Neste mesmo período, o país pagou aproximadamente R$ 1,2 trilhão com juros da dívida.
Estes dados evidenciam que pagamos ao longo desse tempo um montante de juros quase que equivalente ao estoque atual de
nossa dívida pública líquida (interna).
Deve-se, ainda, ressaltar que as avaliações da dívida mencionam, na maioria dos casos, a dívida líquida. Porém, o estoque bruto
da dívida, sobre o qual incidem os encargos, superam hoje a R$ 1,6 trilhão, ou seja, 66,9% do PIB.
Dados disponíveis do Banco Central mostram que os juros anuais da dívida aumentaram de R$ 68 bilhões para R$ 160 bilhões,
entre 1998 e 2006.
Apenas para se ter uma idéia da magnitude desses gastos, o valor de R$ 168 bilhões pagos em 2006 corresponde a
aproximadamente 5,5 orçamentos do Estado de Minas, que é o segundo ou terceiro maior orçamento entre os Estados brasileiros.
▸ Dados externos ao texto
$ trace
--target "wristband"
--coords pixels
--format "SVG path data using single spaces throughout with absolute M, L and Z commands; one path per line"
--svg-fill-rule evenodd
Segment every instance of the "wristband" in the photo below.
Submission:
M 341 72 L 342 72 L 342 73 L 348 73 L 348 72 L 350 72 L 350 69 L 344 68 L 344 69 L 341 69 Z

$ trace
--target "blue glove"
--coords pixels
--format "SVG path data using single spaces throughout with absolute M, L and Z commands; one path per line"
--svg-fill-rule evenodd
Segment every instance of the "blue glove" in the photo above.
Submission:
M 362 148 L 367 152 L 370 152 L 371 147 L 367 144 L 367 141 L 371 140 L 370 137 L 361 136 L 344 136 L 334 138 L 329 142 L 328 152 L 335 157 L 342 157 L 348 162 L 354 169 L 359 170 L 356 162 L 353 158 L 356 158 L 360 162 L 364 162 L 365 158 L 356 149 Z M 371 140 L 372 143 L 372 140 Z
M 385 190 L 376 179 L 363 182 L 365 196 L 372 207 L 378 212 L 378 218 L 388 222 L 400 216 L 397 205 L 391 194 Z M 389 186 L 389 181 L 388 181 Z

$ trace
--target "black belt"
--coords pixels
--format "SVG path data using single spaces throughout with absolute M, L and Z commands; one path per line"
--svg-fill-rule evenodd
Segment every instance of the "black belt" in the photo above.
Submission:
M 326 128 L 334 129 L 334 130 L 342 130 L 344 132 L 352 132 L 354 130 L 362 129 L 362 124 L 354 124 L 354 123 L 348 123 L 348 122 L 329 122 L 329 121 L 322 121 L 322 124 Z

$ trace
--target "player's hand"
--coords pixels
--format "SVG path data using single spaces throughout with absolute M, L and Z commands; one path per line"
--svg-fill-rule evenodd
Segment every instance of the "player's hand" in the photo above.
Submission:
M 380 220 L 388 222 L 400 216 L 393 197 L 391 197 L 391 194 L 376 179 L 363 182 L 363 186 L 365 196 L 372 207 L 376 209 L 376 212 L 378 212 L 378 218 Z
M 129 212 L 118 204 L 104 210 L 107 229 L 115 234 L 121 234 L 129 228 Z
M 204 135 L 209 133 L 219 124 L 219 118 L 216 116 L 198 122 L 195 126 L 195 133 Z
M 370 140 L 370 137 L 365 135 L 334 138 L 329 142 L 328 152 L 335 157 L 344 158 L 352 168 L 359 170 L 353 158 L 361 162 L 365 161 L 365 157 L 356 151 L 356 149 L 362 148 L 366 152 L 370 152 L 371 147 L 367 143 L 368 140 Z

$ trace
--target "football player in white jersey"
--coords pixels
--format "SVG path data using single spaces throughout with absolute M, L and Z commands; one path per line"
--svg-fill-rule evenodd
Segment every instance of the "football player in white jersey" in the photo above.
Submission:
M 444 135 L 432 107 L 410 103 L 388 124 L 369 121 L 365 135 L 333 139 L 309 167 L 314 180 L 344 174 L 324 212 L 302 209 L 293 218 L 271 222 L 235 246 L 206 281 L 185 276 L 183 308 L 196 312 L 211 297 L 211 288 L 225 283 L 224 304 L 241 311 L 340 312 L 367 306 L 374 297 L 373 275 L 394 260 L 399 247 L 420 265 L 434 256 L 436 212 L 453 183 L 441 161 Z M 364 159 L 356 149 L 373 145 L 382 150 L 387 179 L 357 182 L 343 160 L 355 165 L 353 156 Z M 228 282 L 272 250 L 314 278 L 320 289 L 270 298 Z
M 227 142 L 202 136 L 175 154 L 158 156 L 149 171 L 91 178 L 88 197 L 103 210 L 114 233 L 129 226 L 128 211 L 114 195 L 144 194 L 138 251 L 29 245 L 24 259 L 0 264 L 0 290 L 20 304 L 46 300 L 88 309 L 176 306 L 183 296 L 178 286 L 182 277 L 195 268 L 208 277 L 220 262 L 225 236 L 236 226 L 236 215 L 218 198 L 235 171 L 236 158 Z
Minas tem hoje mais de 500 mil funcionários (ativos e inativos), sendo desses 60% na área da educação.
Os números dos juros e encargos da dívida (ver tabela) são alarmantes. Como pode um país com as desigualdades e pobreza
como o Brasil ignorar o fato de que se gasta com juros da dívida sete vezes mais do que com educação e com saúde, vinte vezes
mais do que se gasta com segurança, 156 vezes mais do que com ciência e tecnologia etc ?
Seguramente, a quase totalidade da sociedade brasileira não tem conhecimento desses números. A imprensa, de uma maneira
geral, não os divulga. Não existem debates sobre eles. Assim, o desvio da informação faz com que a sociedade tenha uma visão
equivocada sobre os gastos do governo.
Na realidade, o engessamento dos gastos do governo está na questão da dívida. Ela é a causa principal da elevada carga tributária
e não a Previdência ou os demais gastos do governo. Como pode num país como o Brasil passar despercebido que estamos com
uma carga tributária de 34% , sendo que 30% dela destinam-se a pagamentos dos juros da dívida?
Quando constatamos a deterioração de nossas rodovias, do sistema de geração de energia, da precariedade das nossas instituições
de ensino, das nossas condições de saúde, do sucateamento do sistema de segurança, de nosso atraso tecnológico etc, podemos
também perceber que os recursos hoje canalizados para pagamento dos encargos da dívida seriam mais do que suficientes para
efetivamente provocarmos uma revolução nas condições das prestações de serviços públicos por parte do governo.
Porém, deixa-nos desesperançosos ver que não existe, no rol dos prováveis candidatos a presidente em 2010, nenhuma
perspectiva de mudança desse quadro. E o mercado financeiro dorme feliz e tranqüilo obtendo lucros exorbitantes. O risco Brasil
então não se fala.
Flávio Riani, economista, mestre em Economia pelo Cedeplar/UFMG e pela University of Leicester, Inglaterra, Professor da
FACE PUC/MG e da Universidade de Itaúna/MG.